When you download a KDE neon ISO you get transparently redirected to one of the mirrors that KDE uses. Recently the Polish mirror was marked as unsafe in Google Safebrowsing which is an extremely popular service used by most web browsers and anti-virus software to check if a site is problematic. I expect there was a problem elsewhere on this mirror but it certainly wasn’t KDE neon. KDE sysadmins have tried to contact the mirror and Google.

You can verify any KDE neon installable image by checking the gpg signature against the KDE neon ISO Signing Key.  This is the .sig file which is alongside all the .iso files.
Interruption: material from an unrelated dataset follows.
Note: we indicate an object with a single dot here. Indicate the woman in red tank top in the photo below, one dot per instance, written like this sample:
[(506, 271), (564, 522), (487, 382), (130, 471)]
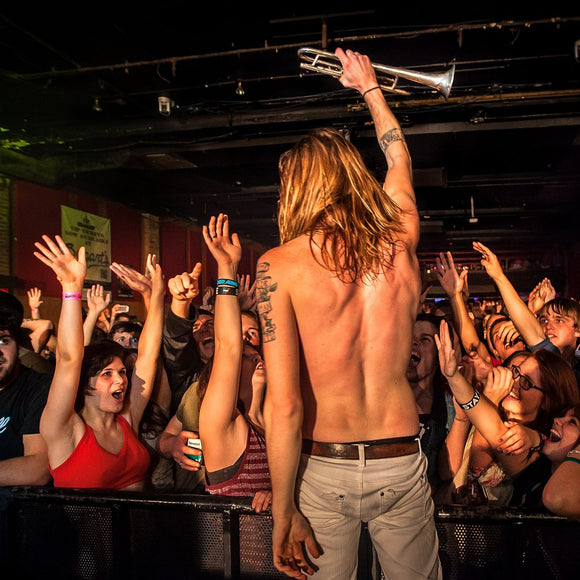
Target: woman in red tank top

gpg2 --recv-key '348C 8651 2066 33FD 983A 8FC4 DEAC EA00 075E 1D76'

wget http://files.kde.org/neon/images/neon-useredition/current/neon-useredition-current.iso.sig

gpg2 --verify neon-useredition-current.iso.sig
gpg: Signature made Thu 19 Jan 2017 11:18:13 GMT using RSA key ID 075E1D76
gpg: Good signature from "KDE neon ISO Signing Key <neon@kde.org>" [full]

Adding a sensible GUI to do this is future work and fairly tricky to do in a secure way but hopefully soon.

14 Replies to “Reports of KDE neon Downloads Being Dangerous Entirely Exaggerated”

  1. there’s something wrong with the bash commands you wrote I suppose..

  2. It’s Russian hackers want to fix the Qt packages in your distribution. 🙂

    When you fix Qt in KDE neon?

    https://bugreports.qt.io/browse/QTBUG-53071

    Apparently Qt does not work with these abbreviations when Qt decodes tz binary files. This is causing problems in the field with Plasma Digital Clock users in Russia and Kazakhstan; for example, see .

  3. copied and pasted all your commands, but

    gpg2 –verify neon-useredition-current.iso.sig
    gpg: no signed data
    gpg: can’t hash datafile: No data

  4. I have to confess, I still have no idea how to verify the key. I’m getting my image from here:

    https://neon.kde.org/download

    I have the sig, I have the image, what do I do?

    Where did this come from:

    gpg2 –recv-key ‘348C 8651 2066 33FD 983A 8FC4 DEAC EA00 075E 1D76’ ??

    I ran this:

    gpg2 –verify neon-user-20191107-1116.iso.sig

    More importantly, why doesn’t KDE neon have instructions on how to verify the image? Why don’t they just have sha256sums? Why aren’t these on torrent?

    It doesn’t seem anybody knows how to do this, at least according to yandex (google seriously is starting to totally suck even for technical work). Anybody able to figure this out?